Edwards Lifesciences (NYSE:EW) said today that it won pre-market approval from the FDA for its Inspiris Resilia surgical aortic valve replacement, claiming it as “the first in a new class of resilient heart valves.”
Irvine, Calif.-based Edwards said the valve uses its Resilia tissue technology, which is designed to inhibit calcification and improve hemodynamic performance and dry storage. The company also touted Inspiris Resilia’s VFit expandable frame, which features size markers for later valve-in-valve procedures, and the underlying Carpentier-Edwards Perimount valve design.
Edwards said it’s planning for a full U.S. launch early next year for the Inspiris Resilia, which has been on the market in Europe earlier this year after winning CE Mark approval in September 2016.

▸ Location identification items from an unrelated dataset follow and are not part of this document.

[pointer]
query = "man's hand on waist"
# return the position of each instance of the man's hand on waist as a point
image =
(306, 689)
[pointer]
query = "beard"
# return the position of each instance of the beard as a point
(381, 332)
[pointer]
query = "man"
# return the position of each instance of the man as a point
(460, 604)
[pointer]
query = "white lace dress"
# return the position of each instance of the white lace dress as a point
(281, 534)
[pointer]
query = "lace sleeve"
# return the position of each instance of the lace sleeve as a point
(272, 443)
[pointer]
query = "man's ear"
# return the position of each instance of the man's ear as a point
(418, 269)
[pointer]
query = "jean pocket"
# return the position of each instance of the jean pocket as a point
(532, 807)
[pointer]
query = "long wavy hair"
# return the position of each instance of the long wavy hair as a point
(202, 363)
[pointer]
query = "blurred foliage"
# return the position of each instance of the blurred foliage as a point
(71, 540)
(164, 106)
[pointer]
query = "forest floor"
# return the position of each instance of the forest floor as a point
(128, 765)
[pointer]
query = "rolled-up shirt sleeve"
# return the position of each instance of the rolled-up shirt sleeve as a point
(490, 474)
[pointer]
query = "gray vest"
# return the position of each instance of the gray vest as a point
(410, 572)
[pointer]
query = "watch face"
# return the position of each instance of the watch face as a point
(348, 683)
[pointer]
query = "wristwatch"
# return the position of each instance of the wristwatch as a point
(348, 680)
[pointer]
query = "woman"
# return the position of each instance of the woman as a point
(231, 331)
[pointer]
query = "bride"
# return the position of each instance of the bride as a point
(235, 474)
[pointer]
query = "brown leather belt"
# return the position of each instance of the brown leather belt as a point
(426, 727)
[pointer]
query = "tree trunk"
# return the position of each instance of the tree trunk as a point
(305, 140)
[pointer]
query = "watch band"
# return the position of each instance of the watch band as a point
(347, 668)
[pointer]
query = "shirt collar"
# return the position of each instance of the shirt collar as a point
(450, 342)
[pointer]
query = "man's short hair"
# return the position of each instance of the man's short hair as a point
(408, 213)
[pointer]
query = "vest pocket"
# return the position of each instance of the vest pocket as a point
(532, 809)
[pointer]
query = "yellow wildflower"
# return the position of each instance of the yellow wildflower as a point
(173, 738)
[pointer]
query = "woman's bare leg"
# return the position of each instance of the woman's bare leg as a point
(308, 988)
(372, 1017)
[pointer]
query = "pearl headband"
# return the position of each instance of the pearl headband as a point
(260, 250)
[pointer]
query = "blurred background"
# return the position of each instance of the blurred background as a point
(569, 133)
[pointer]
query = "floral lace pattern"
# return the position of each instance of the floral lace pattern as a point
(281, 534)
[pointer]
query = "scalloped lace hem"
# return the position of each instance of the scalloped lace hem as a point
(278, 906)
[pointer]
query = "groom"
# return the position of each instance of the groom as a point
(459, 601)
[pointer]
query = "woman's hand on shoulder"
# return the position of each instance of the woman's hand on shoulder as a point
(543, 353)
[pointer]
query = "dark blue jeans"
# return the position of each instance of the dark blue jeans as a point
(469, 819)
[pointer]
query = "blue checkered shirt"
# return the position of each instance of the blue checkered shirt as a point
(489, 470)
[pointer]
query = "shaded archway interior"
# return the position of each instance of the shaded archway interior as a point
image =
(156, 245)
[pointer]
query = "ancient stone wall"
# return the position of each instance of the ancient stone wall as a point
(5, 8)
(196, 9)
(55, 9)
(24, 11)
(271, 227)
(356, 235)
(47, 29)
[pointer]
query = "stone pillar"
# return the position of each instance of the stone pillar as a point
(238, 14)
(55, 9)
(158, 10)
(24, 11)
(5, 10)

“Building on Edwards’ 40 years of leadership in tissue valve technology, the Inspiris valve featuring Resilia tissue has been in development for more than a decade and may be uniquely suited for future valve-in-valve procedures,” surgical heart valve VP Bernard Zovighian said in prepared remarks. “In partnership with surgeons, Edwards is committed to continually developing transformative surgical innovations that benefit patients.”

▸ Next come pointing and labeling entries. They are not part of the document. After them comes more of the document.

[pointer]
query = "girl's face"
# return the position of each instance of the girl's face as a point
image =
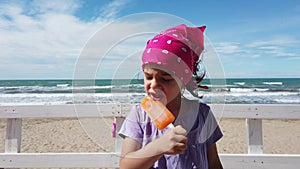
(161, 86)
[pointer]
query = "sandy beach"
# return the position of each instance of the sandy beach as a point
(69, 135)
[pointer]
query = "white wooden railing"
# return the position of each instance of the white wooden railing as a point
(253, 113)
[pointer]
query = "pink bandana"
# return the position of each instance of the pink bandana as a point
(176, 49)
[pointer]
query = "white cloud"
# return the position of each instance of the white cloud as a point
(279, 41)
(228, 48)
(111, 10)
(44, 35)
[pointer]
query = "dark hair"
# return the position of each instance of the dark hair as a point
(195, 81)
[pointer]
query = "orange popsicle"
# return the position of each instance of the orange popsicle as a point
(158, 113)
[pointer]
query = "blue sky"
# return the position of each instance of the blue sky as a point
(44, 39)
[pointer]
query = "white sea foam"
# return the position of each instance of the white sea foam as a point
(273, 83)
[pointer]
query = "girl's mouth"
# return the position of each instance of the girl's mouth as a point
(158, 95)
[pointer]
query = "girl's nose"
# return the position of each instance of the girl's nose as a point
(155, 83)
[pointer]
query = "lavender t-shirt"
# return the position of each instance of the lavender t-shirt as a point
(197, 119)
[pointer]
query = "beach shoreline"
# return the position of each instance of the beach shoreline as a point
(69, 135)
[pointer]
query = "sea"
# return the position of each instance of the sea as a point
(73, 91)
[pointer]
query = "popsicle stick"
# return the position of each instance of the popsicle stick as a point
(171, 125)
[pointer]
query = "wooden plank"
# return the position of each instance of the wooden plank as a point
(257, 111)
(242, 111)
(254, 136)
(13, 135)
(63, 111)
(260, 161)
(59, 160)
(98, 160)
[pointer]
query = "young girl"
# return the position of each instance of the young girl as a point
(170, 65)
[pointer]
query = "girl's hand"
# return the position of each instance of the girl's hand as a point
(173, 141)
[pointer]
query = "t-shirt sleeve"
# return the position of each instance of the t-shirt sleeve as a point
(131, 126)
(211, 131)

The FDA nod was based on two-year data from the 689-patient Commence study, which Edwards said showed “no cases of structural valve deterioration, valve thrombosis or nonstructural valve dysfunction.”
“The Inspiris valve sets a new benchmark for surgical aortic valve replacement, providing patients, particularly those with active lifestyles, with a resilient tissue valve that is built on Edwards’ legacy of excellence in heart valve innovations,” added principal investigator Dr. John Puskas of the Icahn School of Medicine at New York City’s Mount Sinai hospital.
“With the addition of VFit technology, featuring the unique expandable design feature, the Inspiris valve provides an ideal foundation for heart valve patients, both now and in the future,” said Dr. Joseph Bavaria of the University of Pennsylvania.